Carabiniere ucciso, conferenza dell’Arma: “Pistola dimenticata”

Carabiniere ucciso, conferenza dell’Arma: “Pistola dimenticata”

Michele Prestipino, procuratore vicario, è intervenuto alla prima conferenza stampa dell’Arma dei carabinieri riguardante l’omicidio del carabiniere ucciso a Roma, dai due studenti americani. In primo luogo ha espresso il suo totale disappunto per la foto trapelata raffigurante uno dei due sospettati bendato, poi ha fatto luce sulla dinamica del terribile incidente.

Conferenza stampa

Per iniziare, il procuratore vicario ha deciso di esprimere tutta la sua vicinanza alla famiglia di Mario Cerciello Rega: “Era un servitore dello Stato caduto nell’adempimento del dovere. Un dovere duro ma essenziale. Determinante per garantire l’esistenza dello Stato e assicurare il rispetto della legge sempre e comunque”.

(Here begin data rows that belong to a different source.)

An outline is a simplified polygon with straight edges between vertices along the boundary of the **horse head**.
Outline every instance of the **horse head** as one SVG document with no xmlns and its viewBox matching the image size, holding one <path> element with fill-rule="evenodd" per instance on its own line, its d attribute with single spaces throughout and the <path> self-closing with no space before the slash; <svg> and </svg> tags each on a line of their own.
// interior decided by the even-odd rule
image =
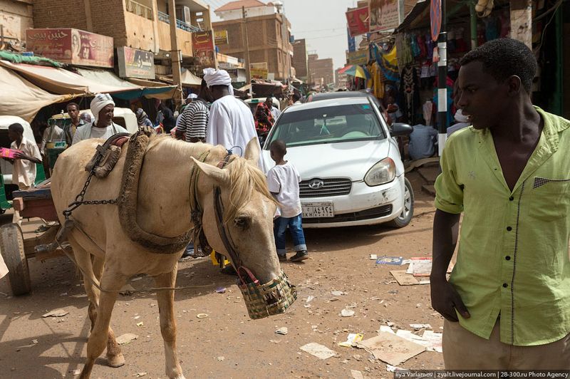
<svg viewBox="0 0 570 379">
<path fill-rule="evenodd" d="M 259 153 L 254 138 L 246 147 L 244 157 L 233 158 L 224 168 L 192 159 L 204 175 L 199 180 L 198 199 L 203 209 L 204 234 L 209 245 L 232 261 L 242 293 L 244 287 L 249 286 L 254 292 L 264 292 L 266 302 L 279 302 L 283 296 L 289 298 L 284 301 L 284 307 L 264 315 L 269 316 L 284 311 L 294 301 L 296 292 L 277 258 L 273 234 L 277 203 L 267 188 L 265 175 L 257 168 Z M 270 294 L 261 289 L 265 285 L 283 291 Z M 248 303 L 245 293 L 244 296 Z M 252 318 L 257 318 L 252 316 L 249 304 L 248 310 Z"/>
</svg>

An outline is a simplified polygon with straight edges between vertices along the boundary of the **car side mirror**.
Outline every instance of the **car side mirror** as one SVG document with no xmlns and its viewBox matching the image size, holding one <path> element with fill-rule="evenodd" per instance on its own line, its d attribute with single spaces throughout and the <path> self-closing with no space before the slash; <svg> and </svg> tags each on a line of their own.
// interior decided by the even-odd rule
<svg viewBox="0 0 570 379">
<path fill-rule="evenodd" d="M 409 135 L 414 130 L 414 128 L 408 124 L 403 123 L 395 123 L 392 125 L 390 135 L 392 137 L 400 137 L 402 135 Z"/>
</svg>

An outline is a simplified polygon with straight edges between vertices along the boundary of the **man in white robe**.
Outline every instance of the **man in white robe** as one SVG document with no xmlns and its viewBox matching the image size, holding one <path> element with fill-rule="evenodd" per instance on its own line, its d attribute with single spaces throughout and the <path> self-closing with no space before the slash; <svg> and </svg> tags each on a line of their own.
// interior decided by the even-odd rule
<svg viewBox="0 0 570 379">
<path fill-rule="evenodd" d="M 209 110 L 206 142 L 222 145 L 243 156 L 247 142 L 257 137 L 251 110 L 234 97 L 232 78 L 225 70 L 204 68 L 204 80 L 214 100 Z"/>
</svg>

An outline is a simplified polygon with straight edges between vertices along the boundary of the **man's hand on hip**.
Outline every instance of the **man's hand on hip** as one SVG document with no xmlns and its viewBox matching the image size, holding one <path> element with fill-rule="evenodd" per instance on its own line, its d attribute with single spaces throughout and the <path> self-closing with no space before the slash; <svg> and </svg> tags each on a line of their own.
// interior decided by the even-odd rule
<svg viewBox="0 0 570 379">
<path fill-rule="evenodd" d="M 432 308 L 443 317 L 450 321 L 459 321 L 455 310 L 464 318 L 471 317 L 465 304 L 461 300 L 461 296 L 449 281 L 445 279 L 435 281 L 432 279 L 430 285 L 431 286 Z"/>
</svg>

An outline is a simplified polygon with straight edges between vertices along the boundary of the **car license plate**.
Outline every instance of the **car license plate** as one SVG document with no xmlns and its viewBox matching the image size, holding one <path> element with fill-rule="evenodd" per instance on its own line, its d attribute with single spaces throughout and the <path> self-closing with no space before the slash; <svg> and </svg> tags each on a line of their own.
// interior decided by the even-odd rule
<svg viewBox="0 0 570 379">
<path fill-rule="evenodd" d="M 334 207 L 332 202 L 308 202 L 302 204 L 303 218 L 316 219 L 334 217 Z"/>
</svg>

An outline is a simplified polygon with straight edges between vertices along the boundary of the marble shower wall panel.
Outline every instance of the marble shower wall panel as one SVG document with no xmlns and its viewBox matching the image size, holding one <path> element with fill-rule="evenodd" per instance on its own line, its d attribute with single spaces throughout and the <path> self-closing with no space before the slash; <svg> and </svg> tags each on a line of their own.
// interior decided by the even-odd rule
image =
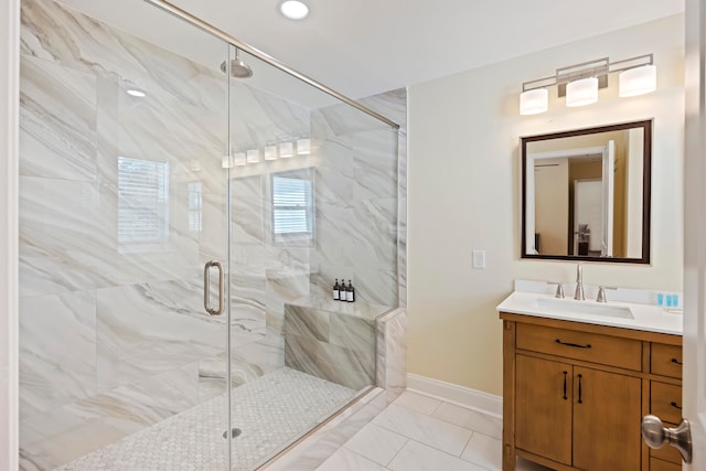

Successivamente, ha ribadito che l’interrogatorio ai due presunti killer statunitensi si è svolto in maniera totalmente legale: “Uno degli indagati è stato ritratto mentre si trovava seduto, ammanettato e bendato, e questo fatto è stato oggetto di tempestiva segnalazione da parte della stessa Arma dei carabinieri. I vertici hanno definito tale fatto grave e inaccettabile. La Procura ha avviato le indagini necessarie per accertare quanto accaduto e definire le responsabilità. La Procura di Roma procederà a questi accertamenti senza pregiudizi e con la determinazione e il rigore dimostrati in analoghe vicende e situazioni. Agli arrestati sono state garantite tutte le garanzie difensive come la presenza dei difensori e degli interpreti. Gli interrogatori sono stati registrati”.

La pistola

Un tasto dolente è sicuramente quello del perché il carabiniere ucciso non avesse con sé la pistola d’ordinanza. Il comandante provinciale dei carabinieri di Roma, Francesco Gargaro ha spiegato che Cerciello non aveva con sé l’arma, perché l’aveva dimenticata. Inoltre ha aggiunto: “L’altro carabiniere intervenuto, Varriale, non ha avuto il tempo di tirare fuori la pistola. L’aggressione è stata rapida. Varriale inoltre non avrebbe potuto tirarla fuori dopo, perché il soggetto era già in fuga e in quel caso sarebbe stato lui ad avere conseguenze“.